I’ve noticed the addition of a line break after a full stop in text works differently in a description to a say command. In the code below, the description behaves as I would expect but uncommenting the bottom line results in the text having a line break added, even though the text passed to the say command is identical to the text from the description.
Is this a bug? It seems like a bug, but I’m relatively new to Inform so maybe there is some reason I’m not aware of that this behaviour is correct.
Test number is a number that varies. Test number is 0.
Test room is a room. The description of test room is "This is a test room."
The Test thing is a thing in the test room. The description of test thing is "Test line 1.[if test number is 0] Line 1 continued."
[Instead of examining the thing: Say "Test line 1.[if test number is 0] Line 1 continued."]
Try different placement for the [if] relative to periods, exclamation marks, or question marks – the typical approach is:
[code]The Test thing is a thing in the test room. The description of test thing is “Test (carry out) line 1[if test number is 0]. Line 1 continued[end if].”

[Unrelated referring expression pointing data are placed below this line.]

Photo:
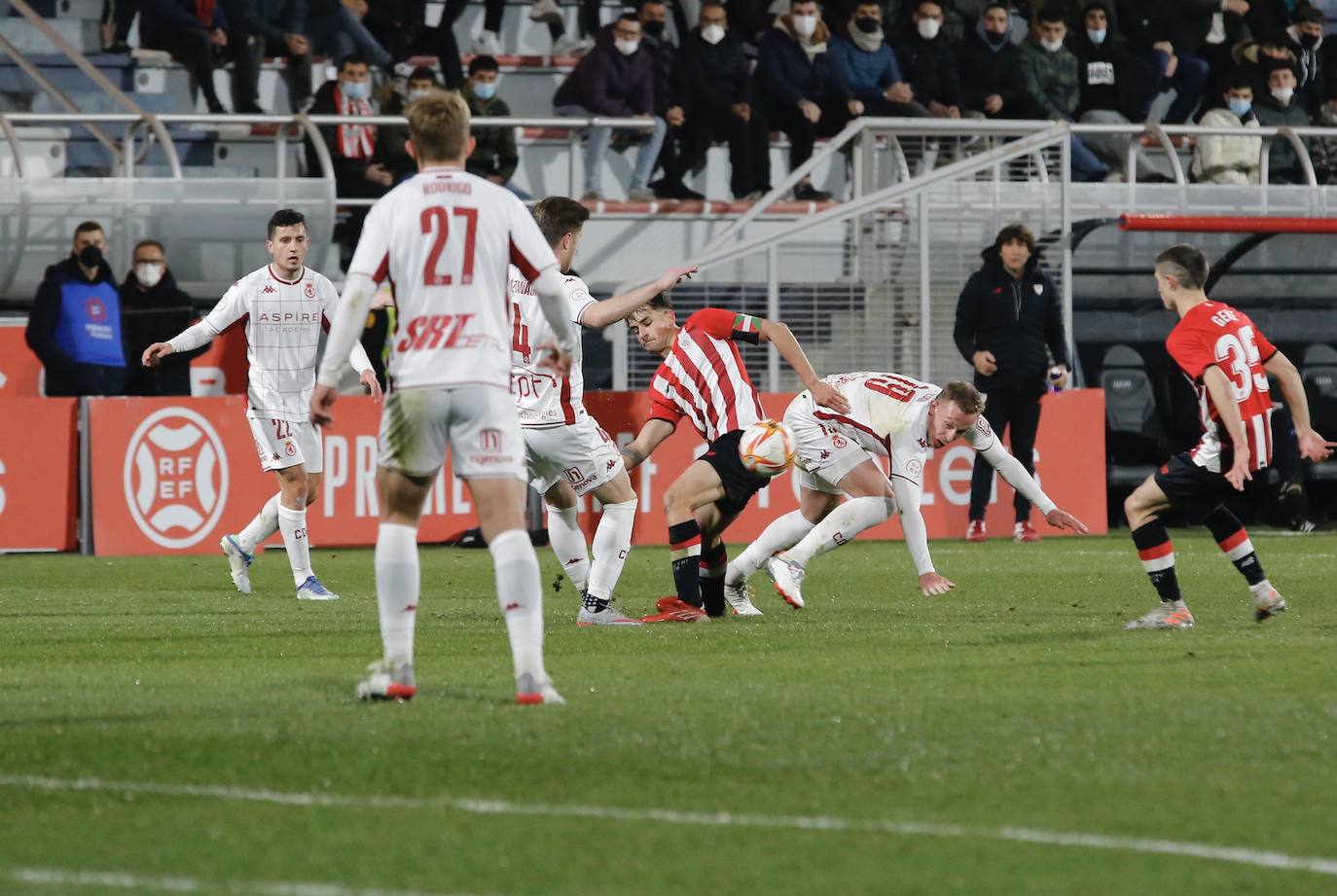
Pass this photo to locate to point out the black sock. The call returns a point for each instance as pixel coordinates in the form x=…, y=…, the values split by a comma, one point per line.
x=713, y=563
x=685, y=550
x=1234, y=543
x=1157, y=556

Instead of examining the thing when switch is at least 1: Say “Test (instead) line 1[if test number is 0]. Line 1 continued[end if].”[/code]
I’m not sure why the effect of doing it your way shouldn’t count as a bug. It’s at least an inconsistency.

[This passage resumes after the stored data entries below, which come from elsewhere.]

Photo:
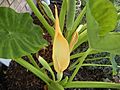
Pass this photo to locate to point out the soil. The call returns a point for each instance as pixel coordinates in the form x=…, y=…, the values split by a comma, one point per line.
x=18, y=78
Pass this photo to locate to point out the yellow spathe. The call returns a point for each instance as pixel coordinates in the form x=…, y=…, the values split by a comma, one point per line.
x=61, y=52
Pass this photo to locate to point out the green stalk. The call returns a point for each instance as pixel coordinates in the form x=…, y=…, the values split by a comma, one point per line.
x=34, y=70
x=81, y=60
x=90, y=84
x=33, y=61
x=41, y=18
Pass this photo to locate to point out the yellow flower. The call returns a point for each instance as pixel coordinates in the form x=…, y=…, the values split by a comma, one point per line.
x=61, y=52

It’s not a bug – everybody knows that Inform works like this and it’s not going to change.
If you want to assert it’s a design misfeature, I don’t think anybody would argue. The linebreak system evolved around making common cases work in early development; more complicated cases have had to fend for themselves.

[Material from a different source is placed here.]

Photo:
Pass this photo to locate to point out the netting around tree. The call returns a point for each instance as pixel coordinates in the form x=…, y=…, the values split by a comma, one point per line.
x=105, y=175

I think everyone does understand (or at least quickly adjusts to) the default handling of text that ends with sentence-ending punctuation (./!/?) vs. that which doesn’t. But to be clear, I think what Sirwol was pointing to was the difference between the way that is handled at the start of an [if] block when it occurs:
- inside a thing’s description string (where no break occurs) vs.
- inside an instead rule’s say statement string (where a break does occur).
I may just be being dense, but I can’t think of the common uses this difference in behavior would be intended to support. Will you provide an example?
Ending punctuation is handled differently when printing a text value versus saying a literal string. I’m not saying that the example of this [if] block is intended to be specifically useful.
I get that. I’m just curious as to what the intended utility was. If nothing else, having some idea of what that intended utility was supposed to be would offer a better understanding of how to work “with the grain” of I7.
The specific difference you mentioned (handling of a text property vs. a literal string) isn’t elucidated in WWI 2.3 Punctuation, 5.2 How Inform read quoted text, or 5.8 Line breaks and paragraph breaks – though it is obviously very useful to know.
Sorry, I can’t cite you an example. It probably had to do with how object descriptions and room descriptions were printed – that’s the most common example of text properties.